We started our review of the CFA level 1 financial statement material last week with a basic understanding of the financial statements and the framework in analysis. A lot of this introductory material is extremely basic but you should resist the urge to speed through it.
Financial Statement Analysis accounts for up to 20% of the points on all three CFA exams and you will need to use it every day during your career as an equity analyst.
Most importantly, you’ll need most of this introductory material to understand more detailed concepts and formulas on the Level II CFA Program and Level 3 exams.
We jump right into it this week with a look at the income statement, the major accounting concepts and statement analysis.
The income statement is likely the most talked about in the financial press of the three principal financial statements though you’ll spend just as much time as an analyst on the other two statements.
We’ll be using the Finquiz notes to the CFA curriculum.
Understanding the Income Statement on Level I CFA Program
The income statement represents the company’s profitability over a period of time, either a quarter or through the year.
Analysts use the income statement to evaluate the quality of a company’s earnings and earnings growth rate.
Income statements have a fairly basic layout that starts with sales or revenue and then deducts expenses, taxes, interest and other items to arrive at net income.
You should remember the requirements for revenue recognition under IFRS and U.S. GAAP.
The general rules plus recognition of special cases like long-term contracts is highly testable material, especially quick calculations like the percentage-of-sales methodology.
Income from operations is an important number because it shows the operational earnings power of the firm.
The operating margin, operating profits divided by sales, can be used to judge the operational efficiency of the company compared to competitors.
Operating earnings are sometimes referred to as Earnings Before Interest and Taxes (EBIT) and an important valuation multiple will be on EBITDA, which adds back depreciation and amortization.
Everything below net income from operations is referred to as “below the line” and includes many items that are not part of normal operational activities.
The definition and reasons why an activity is reported below the line as non-operating items is very important.
Understand the difference between Extraordinary Items (not allowed under IFRS) and Unusual or Infrequent Items.
- Extraordinary Items are both infrequent and unusual, such as losses on natural disasters and expropriations.
- Unusual or Infrequent Items are either/or and are generally reported as part of continuing operations of a company.

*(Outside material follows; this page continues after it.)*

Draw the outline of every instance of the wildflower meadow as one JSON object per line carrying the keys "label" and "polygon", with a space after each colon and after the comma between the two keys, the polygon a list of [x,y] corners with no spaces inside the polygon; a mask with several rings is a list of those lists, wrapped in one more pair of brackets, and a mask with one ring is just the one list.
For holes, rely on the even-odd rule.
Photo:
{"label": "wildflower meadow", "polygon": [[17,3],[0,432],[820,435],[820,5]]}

Common items are restructuring charges or gains/losses on sales of an asset.
Expense recognition around inventory will be very important material so master the LIFO, FIFO and weighted-average costing methods.
You’ll see whole readings on this later so getting the basics here will make the more detailed readings easier to grasp. An important point is the effect of different costing methodology on Cost of Goods Sold.
Understand how to calculate Weighted Average Number of Shares Outstanding over a period as well as the difference between a simple and complex capital structure.
Understand the difference between basic EPS and diluted EPS along with which securities are used in the calculation of dilution (i.e. options, warrants, convertible debt, convertible preferreds).
Level I CFA Program Income Statement Analysis
The focus on the CFA level 1 exam is placed on understanding the layout and accounting of the income statement rather than detailed analysis.
The analysis in Reading 25 is fairly basic and just covers common-size statements and margins.
Common-size financial statements are a way of comparing statement items against a major line item like sales or assets.
In vertical common-size analysis, you find the percentage of each line item relative to sales for each year.
This is helpful in seeing if particular expenses have become larger or smaller in significance. In horizontal common-size analysis, you base each line item off of itself in a common year.
It helps to see changes in expenses over the years.
Three margin ratios are common in income statement analysis,
- Gross margin is the percentage of revenue after cost of sales and may help show different competitive strategies across companies
- Operating margin is the percentage of revenue after operating expenses and is valuable in showing how well management controls costs
- Net margin is income divided by sales and shows the overall income statement profitability
This basic statement analysis is detailed further in Reading 28 of the CFA level 1 curriculum which brings the financial statements together for a closer look at analysis and ratios.
These are some of the most important readings you’ll cover within the curriculum and for your job as an analyst so make sure you spend as much time as it takes to master the material.